Cari saluti, Corinna Epifania
Vicepresidente di Diamoci la Zampa
Dibattito sulle Adozioni Internazionali:
Comunicato del 21 Dicembre 2005
Campagna denigratoria nei confronti delle associazioni animaliste che promuovono le adozioni internazionali
Sta circolando in questi giorni un comunicato dell'associazione Dog Angels nel quale vengono messi in guardia comuni, canili, Asl e associazioni dal pericolo costituito da alcune associazioni dedite "...all'esportazione di cani e gatti in paesi europei (...) dove le tutele di legge sono spesso molto inferiori rispetto a quelle della legge italiana".
Poichè il comunicato fa esplicito riferimento ad adozioni in Olanda e in Svezia, cioè a due paesi con i quali solo Save the Dogs onlus collabora per gli affidi internazionali, abbiamo provveduto a querelare per diffamazione Dog Angels, tenendo conto del fatto che:
- il comunicato accusa la nostra associazione di essere sostanzialmente un ente a scopo di lucro che "esporta" cani a fronte di compensi da parte delle pubbliche amministrazioni e dei partner stranieri;
- afferma il falso sostenendo che non vengono forniti i dati delle destinazioni finali di questi animali nè; ai comuni nè alle Asl;
- afferma il falso sostenendo che le leggi di paesi europei quali Germania, Olanda e Svezia non tutelerebbero cani e gatti abbandonati quanto la legge 281/91, affermazione che non viene sostenuta da nessun preciso riferimento alle leggi di questi paesi, peraltro sconosciute all'associazione Dog Angels;
- dissuade i comuni dal collaborare con associazioni onlus che operano seguendo metodi diversi da quello dei Dog Angels, insinuando gravi dubbi sul nostro operato e sulla effettiva bontà delle adozioni da noi selezionate.

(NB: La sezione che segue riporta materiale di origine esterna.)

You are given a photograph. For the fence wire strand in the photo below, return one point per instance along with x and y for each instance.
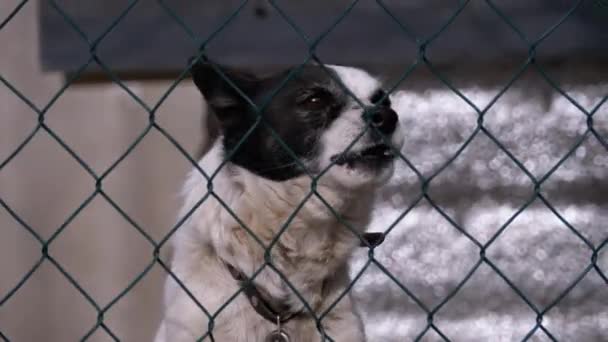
(422, 60)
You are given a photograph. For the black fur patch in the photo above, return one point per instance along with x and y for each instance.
(298, 112)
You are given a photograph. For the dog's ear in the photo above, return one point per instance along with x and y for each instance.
(214, 81)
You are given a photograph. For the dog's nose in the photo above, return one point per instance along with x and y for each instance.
(385, 120)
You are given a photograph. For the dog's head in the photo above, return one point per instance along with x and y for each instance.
(312, 114)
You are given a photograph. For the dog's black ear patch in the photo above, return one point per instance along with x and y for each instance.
(219, 84)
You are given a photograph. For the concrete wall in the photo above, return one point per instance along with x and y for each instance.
(481, 190)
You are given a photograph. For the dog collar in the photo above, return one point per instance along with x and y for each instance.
(272, 310)
(276, 311)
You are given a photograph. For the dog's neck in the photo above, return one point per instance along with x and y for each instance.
(313, 243)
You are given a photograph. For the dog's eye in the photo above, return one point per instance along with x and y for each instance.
(317, 100)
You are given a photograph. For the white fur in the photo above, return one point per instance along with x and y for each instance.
(312, 251)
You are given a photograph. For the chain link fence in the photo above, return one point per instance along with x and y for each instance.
(425, 180)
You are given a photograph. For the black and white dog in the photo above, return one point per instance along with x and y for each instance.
(265, 189)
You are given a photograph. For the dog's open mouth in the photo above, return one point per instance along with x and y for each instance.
(374, 156)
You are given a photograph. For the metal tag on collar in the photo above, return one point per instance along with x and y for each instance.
(278, 335)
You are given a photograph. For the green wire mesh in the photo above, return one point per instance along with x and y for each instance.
(311, 42)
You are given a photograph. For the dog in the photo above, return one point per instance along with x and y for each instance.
(263, 253)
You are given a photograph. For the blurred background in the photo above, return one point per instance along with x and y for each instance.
(476, 52)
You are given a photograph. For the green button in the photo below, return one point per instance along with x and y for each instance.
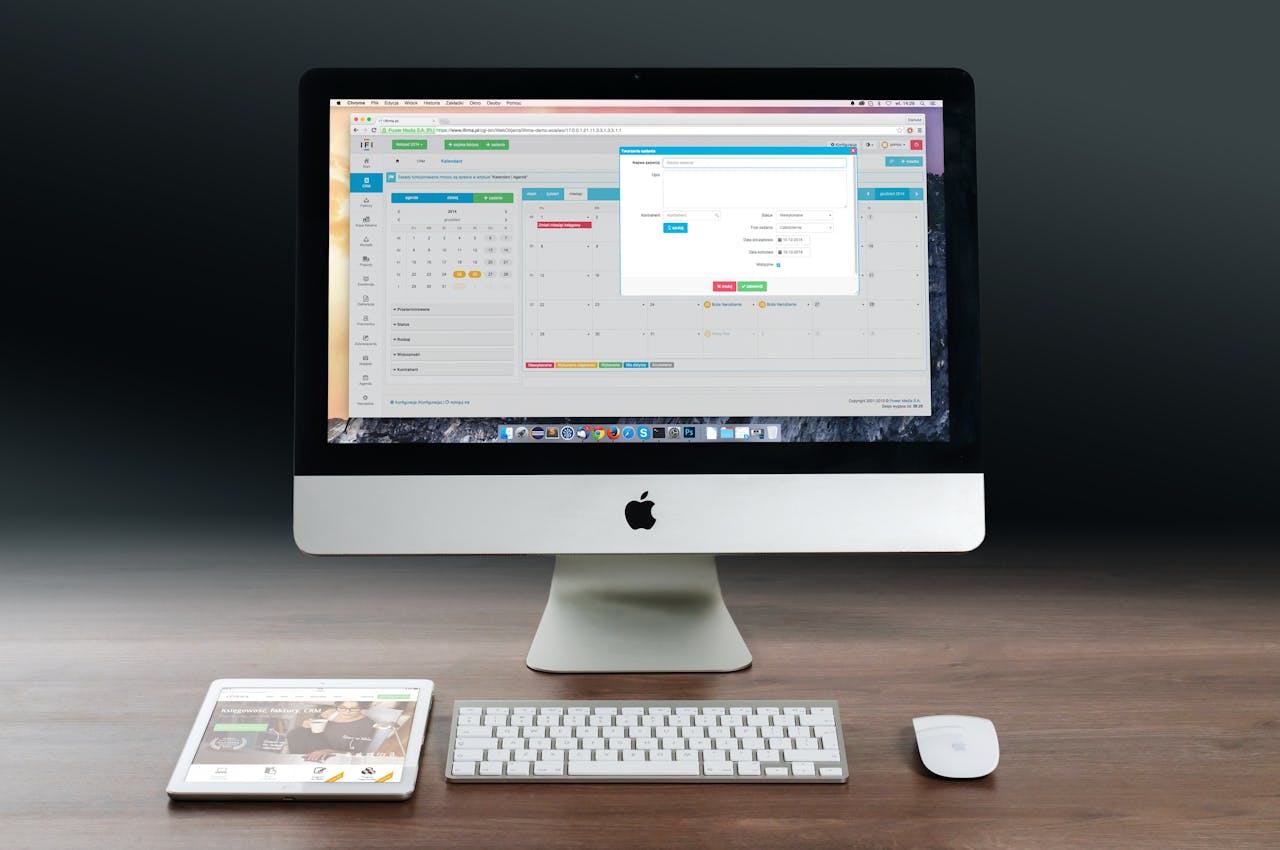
(478, 144)
(240, 727)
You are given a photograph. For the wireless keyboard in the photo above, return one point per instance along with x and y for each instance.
(529, 740)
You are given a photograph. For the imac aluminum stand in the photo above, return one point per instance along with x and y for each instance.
(636, 613)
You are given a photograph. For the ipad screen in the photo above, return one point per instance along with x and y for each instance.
(306, 735)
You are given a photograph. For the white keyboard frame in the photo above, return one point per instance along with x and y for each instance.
(650, 703)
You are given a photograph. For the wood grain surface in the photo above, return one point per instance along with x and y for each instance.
(1136, 690)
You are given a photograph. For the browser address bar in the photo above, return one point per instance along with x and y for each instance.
(597, 129)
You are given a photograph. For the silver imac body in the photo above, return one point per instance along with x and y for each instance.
(634, 320)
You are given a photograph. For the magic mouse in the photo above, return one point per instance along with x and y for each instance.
(958, 746)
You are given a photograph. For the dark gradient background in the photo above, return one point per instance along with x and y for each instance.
(1128, 206)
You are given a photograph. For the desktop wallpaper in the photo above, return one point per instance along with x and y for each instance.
(452, 429)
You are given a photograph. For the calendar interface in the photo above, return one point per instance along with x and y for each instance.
(580, 260)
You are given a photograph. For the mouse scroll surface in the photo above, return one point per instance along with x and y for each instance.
(958, 746)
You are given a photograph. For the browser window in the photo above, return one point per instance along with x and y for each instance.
(638, 263)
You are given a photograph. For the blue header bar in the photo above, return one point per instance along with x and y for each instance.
(432, 197)
(740, 151)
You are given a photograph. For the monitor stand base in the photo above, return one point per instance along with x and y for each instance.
(636, 613)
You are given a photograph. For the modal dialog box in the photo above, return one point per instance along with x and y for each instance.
(703, 220)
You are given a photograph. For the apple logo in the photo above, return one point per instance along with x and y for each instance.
(640, 513)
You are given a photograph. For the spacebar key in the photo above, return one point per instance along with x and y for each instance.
(635, 768)
(812, 755)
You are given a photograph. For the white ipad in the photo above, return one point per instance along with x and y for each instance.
(292, 739)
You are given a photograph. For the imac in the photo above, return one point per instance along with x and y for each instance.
(636, 319)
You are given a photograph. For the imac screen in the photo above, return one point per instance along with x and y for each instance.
(607, 272)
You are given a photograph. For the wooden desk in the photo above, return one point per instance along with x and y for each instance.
(1137, 694)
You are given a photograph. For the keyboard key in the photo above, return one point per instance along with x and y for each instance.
(635, 768)
(812, 755)
(472, 743)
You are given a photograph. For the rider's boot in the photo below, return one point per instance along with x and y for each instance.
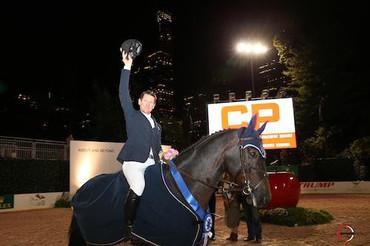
(131, 204)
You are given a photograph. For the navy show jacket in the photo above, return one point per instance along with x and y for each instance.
(140, 134)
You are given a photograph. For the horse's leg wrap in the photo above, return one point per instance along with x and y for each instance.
(131, 204)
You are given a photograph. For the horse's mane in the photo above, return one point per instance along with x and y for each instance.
(204, 140)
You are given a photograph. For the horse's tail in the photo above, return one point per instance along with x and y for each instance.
(75, 237)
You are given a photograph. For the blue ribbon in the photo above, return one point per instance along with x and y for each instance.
(186, 193)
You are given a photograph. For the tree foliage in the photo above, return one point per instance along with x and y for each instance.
(321, 51)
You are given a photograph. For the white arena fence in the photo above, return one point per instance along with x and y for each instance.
(27, 148)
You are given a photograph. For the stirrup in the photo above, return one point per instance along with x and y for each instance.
(128, 237)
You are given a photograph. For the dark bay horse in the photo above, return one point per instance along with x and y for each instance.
(173, 205)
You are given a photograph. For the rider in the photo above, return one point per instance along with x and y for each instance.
(143, 143)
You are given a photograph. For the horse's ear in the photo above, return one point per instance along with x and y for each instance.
(252, 123)
(262, 128)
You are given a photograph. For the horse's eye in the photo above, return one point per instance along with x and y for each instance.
(253, 154)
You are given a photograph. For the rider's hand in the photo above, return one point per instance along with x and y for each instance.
(126, 59)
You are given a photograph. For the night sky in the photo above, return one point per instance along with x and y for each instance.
(65, 45)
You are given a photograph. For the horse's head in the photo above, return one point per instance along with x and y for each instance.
(249, 170)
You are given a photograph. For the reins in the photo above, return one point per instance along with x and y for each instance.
(247, 189)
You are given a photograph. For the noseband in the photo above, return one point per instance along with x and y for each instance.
(248, 188)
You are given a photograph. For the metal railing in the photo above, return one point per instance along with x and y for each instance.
(27, 148)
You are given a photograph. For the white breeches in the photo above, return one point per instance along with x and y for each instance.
(134, 173)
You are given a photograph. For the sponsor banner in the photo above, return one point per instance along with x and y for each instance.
(89, 159)
(34, 201)
(335, 187)
(280, 129)
(6, 202)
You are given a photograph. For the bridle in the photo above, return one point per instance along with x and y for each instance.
(248, 188)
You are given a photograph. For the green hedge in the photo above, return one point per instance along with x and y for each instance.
(33, 176)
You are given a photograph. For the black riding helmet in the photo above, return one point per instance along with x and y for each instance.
(132, 47)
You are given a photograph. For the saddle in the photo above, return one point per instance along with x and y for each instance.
(163, 217)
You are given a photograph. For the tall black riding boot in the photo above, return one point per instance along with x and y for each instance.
(131, 204)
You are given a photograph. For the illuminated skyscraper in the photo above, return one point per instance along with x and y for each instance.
(160, 68)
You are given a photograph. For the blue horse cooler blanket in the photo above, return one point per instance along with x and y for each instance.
(163, 217)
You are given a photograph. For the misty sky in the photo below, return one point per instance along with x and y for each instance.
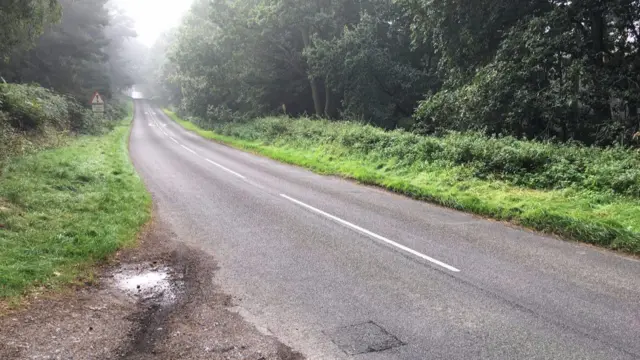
(154, 16)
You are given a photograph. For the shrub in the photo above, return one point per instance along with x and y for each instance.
(526, 163)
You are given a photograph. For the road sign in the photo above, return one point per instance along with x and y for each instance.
(97, 103)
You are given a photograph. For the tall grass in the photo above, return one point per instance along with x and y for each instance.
(581, 193)
(63, 210)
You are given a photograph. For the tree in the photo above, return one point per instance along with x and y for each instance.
(23, 21)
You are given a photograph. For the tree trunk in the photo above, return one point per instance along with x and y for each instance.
(602, 105)
(315, 93)
(327, 98)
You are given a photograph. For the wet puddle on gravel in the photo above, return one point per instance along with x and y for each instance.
(148, 283)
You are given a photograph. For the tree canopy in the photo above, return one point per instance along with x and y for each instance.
(74, 47)
(547, 69)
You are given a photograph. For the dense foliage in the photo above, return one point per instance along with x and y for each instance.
(78, 55)
(56, 54)
(549, 69)
(578, 192)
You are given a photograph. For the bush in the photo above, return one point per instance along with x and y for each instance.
(530, 164)
(32, 117)
(33, 108)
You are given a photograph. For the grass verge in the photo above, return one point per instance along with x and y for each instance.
(64, 210)
(596, 216)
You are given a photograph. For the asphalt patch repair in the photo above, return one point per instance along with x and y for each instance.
(157, 301)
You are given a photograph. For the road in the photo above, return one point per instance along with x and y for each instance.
(339, 270)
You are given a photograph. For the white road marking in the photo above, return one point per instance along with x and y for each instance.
(189, 150)
(371, 234)
(226, 169)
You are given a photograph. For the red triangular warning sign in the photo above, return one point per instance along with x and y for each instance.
(97, 99)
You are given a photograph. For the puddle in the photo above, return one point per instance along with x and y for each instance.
(148, 283)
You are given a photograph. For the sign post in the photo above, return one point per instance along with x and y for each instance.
(97, 104)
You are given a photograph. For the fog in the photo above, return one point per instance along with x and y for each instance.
(153, 17)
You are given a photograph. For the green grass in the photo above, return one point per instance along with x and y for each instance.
(64, 210)
(567, 196)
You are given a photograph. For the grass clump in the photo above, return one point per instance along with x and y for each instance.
(63, 210)
(580, 193)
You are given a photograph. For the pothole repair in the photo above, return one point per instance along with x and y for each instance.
(149, 283)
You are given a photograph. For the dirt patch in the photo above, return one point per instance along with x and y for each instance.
(155, 302)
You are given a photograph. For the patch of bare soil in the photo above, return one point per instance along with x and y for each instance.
(155, 302)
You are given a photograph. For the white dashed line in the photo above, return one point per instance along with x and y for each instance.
(371, 234)
(189, 150)
(226, 169)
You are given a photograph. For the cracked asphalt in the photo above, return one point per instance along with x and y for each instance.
(309, 259)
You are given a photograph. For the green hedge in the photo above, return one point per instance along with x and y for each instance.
(530, 164)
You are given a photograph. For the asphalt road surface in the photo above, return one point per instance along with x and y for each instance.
(340, 270)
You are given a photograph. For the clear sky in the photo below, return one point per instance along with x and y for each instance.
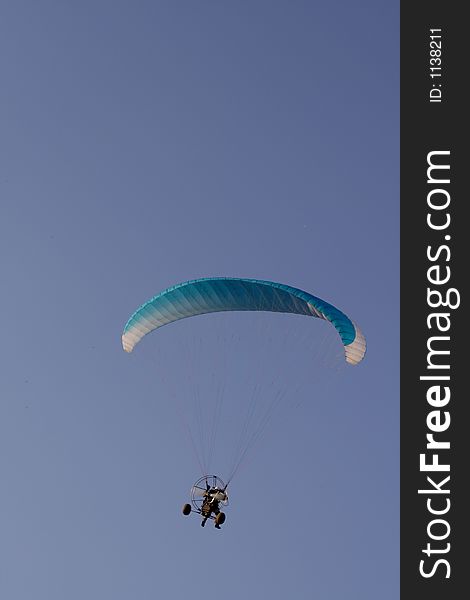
(146, 143)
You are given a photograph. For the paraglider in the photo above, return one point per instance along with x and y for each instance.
(217, 294)
(206, 498)
(220, 294)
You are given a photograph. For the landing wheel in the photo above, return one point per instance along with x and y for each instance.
(220, 518)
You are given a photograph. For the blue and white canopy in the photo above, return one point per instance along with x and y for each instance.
(217, 294)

La nostra associazione è fiera di aver dato una nuova vita ad oltre 170 tra cani e gatti in Italia, Svizzera, Olanda e in Svezia nel corso del 2005. Tali collaborazioni con enti nazionali ed internazionali vengono ampiamente pubblicizzate tramite il nostro sito www.savethedogs.it e per mezzo della newsletter Save. Le adozioni sono trasparenti e i dati vengono forniti agli enti sanitari preposti e ai Comuni interessati. Riteniamo inoltre diritto inalienabile di ogni ente chiedere un contributo ai Comuni a copertura (spesso parziale) delle spese sostenute per facilitare l'adozione del cane e per tutte le cure mediche che purtroppo risultano necessarie tutte le volte che viene prelevato un cane da un canile pubblico.